[postgis-users] Capturing point in time information for groups of geometries.

Paul Ramsey pramsey at refractions.net
Mon Jan 31 15:19:19 PST 2005


Brute force solutions to temporal problems are commonplace. There are 
not a lot of generic elegant solutions, unfortunately, the solution that 
suites you best will depend on your problem domain.
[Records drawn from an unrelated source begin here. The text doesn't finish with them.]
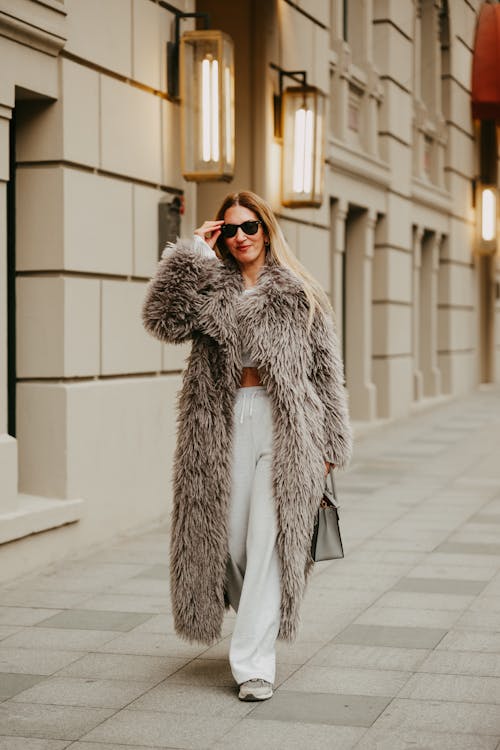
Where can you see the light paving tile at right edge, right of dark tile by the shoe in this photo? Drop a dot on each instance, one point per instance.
(440, 716)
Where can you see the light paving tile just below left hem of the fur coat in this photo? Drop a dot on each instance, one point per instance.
(154, 644)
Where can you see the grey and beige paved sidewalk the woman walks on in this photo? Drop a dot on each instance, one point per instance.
(399, 646)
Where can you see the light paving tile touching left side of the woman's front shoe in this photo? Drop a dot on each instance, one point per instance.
(192, 699)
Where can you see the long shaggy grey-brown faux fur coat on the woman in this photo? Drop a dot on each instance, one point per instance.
(199, 298)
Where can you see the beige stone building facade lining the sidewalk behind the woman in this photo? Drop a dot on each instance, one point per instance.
(90, 178)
Many operational spatial database systems want to maintain "time travel" 
capability -- the ability to find the state of the data at any past 
time.  One common way of doing this is to give every field an extra pair 
of attribute datestamps, an "admission date" and a "retirement date". 
Then, finding a version of the database becomes a fairly simple exercise 
in SQL.

However, such a database can be a pain to work with for day-to-day 
operational tasks (because it is full of legacy information as well as 
current information).

A simple way of trading disk space for complexity is to keep two copies 
of your database around.  A copy that is a "current operation" version, 
and a "versioned" copy.  By putting update/insert/delete triggers on all 
your "current operation" tables, you can cause the "versioned" copy to 
be kept in sync with the changes that occur on the operational data. 
This is a nice way to maintain versioning without imposing the overhead 
of a versioning system on your end users.  Of course, it has *other* 
overheads, in terms of space and performance.

Everything is trade-offs.

Yours,

Paul

Eric Merritt wrote:

> I need to capture point in time information for groups of geometries
> (maps basically). The goal is to see how things change over time. I
> havn't come up with any simple and reliable way to do this as yet. I
> have a couple of simple and strait forward ways to do it but they are
> more brute force, non-optimal approaches. Do any of you have similar
> requirements? Would you mind sharing your solutions?